A few days ago, I posted a note here saying I would not deign to pay attention to the debates. Last night, after a dinner date with my Brooklyn College colleague, Corey Robin, during the course of which I remarked, ‘Debates are to you what sports are to me’, I returned home, intending to watch the New York Yankees take on the Detroit Tigers in Game Three of the American League Championship Series. My intentions were honorable; some school work required my attention, so the plan was to sit on the couch with my laptop on, well, my lap’s top, and watch the boys of summer play in the fall while I did some distracted work.
Things didn’t quite go as planned. Like most afflicted by ‘Net distraction, I have Facebook and Twitter accounts, and on an instinctive, nervous, automatic reflex, I checked the twin feeds issuing from those pathways to perdition. Soon enough, there was a stream of chatter and commentary, witty, caustic, and sometimes unhinged–issuing forth. I checked it out but stuck to the baseball. Unfortunately, there are innings breaks in baseball, taken up by commercials, and I’d sooner poke my eyes out with a tuning fork than sit through those. So I switched channels to the debate, intending to switch back when the game resumes.
It didn’t quite go that way. For the rest of the night, I stayed stuck on the debate. In part, this was because the Yankees were sucking royally. They seem destined to be swept by the Tigers in this series, and with their bats as silent as ever, there seemed little chance that I would see anything other than whiff and whimper. But I’d also succumbed to the temptation to throw in a whole bunch of silly two-penny contributions to the Twitter and Facebook ticker-tapes. My first missive from the Department of the Bleeding Obvious was to note the evasiveness of Obama’s reply to a question about the glass ceiling in the workplace. Thereafter, it went steadily downhill, as one snarky remark followed another.

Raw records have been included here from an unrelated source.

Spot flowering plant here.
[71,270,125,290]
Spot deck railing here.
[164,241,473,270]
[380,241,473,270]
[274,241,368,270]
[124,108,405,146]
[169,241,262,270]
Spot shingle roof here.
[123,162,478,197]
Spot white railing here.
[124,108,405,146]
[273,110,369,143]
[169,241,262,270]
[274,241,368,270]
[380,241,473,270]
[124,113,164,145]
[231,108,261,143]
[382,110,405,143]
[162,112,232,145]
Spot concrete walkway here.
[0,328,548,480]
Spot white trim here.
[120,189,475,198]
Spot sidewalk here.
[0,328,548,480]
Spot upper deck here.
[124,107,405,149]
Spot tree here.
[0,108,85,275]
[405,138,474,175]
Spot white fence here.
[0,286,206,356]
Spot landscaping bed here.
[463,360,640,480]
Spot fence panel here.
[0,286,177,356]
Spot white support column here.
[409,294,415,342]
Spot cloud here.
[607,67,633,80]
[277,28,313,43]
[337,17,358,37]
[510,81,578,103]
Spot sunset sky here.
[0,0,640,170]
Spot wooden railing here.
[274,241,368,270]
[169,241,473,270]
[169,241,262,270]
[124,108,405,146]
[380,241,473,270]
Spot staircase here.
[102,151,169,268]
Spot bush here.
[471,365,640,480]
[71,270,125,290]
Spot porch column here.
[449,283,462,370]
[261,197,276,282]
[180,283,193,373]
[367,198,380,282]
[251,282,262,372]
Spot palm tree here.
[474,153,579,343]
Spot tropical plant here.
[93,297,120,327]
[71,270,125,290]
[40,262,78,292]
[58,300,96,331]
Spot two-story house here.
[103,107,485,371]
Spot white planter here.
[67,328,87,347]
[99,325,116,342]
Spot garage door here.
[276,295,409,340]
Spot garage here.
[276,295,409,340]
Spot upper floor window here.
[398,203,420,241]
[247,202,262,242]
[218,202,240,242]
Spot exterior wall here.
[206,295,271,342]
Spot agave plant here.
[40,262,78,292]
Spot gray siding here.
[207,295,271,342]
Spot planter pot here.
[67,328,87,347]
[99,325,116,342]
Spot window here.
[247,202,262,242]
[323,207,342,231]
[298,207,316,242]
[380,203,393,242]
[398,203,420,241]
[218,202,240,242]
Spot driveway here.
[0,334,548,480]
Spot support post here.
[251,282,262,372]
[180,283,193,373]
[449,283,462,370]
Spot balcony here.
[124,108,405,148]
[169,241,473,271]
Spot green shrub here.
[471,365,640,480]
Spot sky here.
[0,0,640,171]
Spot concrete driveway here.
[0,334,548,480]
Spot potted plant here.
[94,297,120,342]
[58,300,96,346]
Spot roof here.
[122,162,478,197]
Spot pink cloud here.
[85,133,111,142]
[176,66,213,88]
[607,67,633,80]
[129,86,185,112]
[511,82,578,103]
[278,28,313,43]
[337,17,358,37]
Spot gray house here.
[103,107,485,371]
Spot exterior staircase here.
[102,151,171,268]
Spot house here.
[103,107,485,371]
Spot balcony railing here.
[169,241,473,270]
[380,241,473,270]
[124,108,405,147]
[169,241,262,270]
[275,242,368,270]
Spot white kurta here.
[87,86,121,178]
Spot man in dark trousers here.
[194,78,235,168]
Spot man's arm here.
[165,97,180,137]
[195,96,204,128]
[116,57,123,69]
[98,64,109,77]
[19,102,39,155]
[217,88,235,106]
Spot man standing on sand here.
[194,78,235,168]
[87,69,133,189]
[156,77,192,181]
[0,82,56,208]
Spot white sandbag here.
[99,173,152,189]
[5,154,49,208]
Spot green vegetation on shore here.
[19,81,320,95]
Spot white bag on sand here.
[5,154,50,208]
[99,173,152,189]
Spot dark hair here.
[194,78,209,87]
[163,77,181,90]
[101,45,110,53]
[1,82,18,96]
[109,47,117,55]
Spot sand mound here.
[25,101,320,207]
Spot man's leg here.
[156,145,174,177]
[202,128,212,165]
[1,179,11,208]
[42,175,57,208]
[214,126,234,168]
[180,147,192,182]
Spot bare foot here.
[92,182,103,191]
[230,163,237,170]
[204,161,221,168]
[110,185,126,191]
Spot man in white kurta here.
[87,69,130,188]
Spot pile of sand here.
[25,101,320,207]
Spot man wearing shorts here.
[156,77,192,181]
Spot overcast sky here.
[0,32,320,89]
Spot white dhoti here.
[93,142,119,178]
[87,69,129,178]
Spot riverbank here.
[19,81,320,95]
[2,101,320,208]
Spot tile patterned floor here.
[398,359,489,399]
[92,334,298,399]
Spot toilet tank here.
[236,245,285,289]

The morning after, it still feels pretty depressing. (Yes, I feel dirty!) I might have ‘paid attention’ to the debate, but it seems all I did was use it as material for low comedy. And this use was prompted by pretty much the same considerations that had caused me to disdain them earlier; there really wasn’t any substantive ‘debate’ in them. Not that there could have been, given the format and the staging, and the incorrigible proclivity of candidates to indulge in folksy yarn-spinning and irrelevant digressions in their time-limited responses to questions. If there is any comfort in all of this, it might be that I wasn’t the only one using the debate as fodder for spinning off goofiness.
There shouldn’t be anything inherently disquieting about the spectacle of a supposed cornerstone of democracy–the discussion and debate of political difference–used for such visible ridicule. Satire and parody are important components of politics. But still, the suspicion lurks: perhaps such levity would not be on display if the debate offered more than mere vapidity.
PS: The Yankees lost.
I actually thought that this debate was much better than average, and would score it 10-9 Obama. They are all full of it, but for the small handful of undecided voters, whoever that could possibly be, it seemed like if they didn’t know what the general visions were, to contrasting visions were put on display more than they usually are. I thought Obama brought it last night, obviously much better than the first time. They are both basically just full of talking points, but this one really seemed better than most.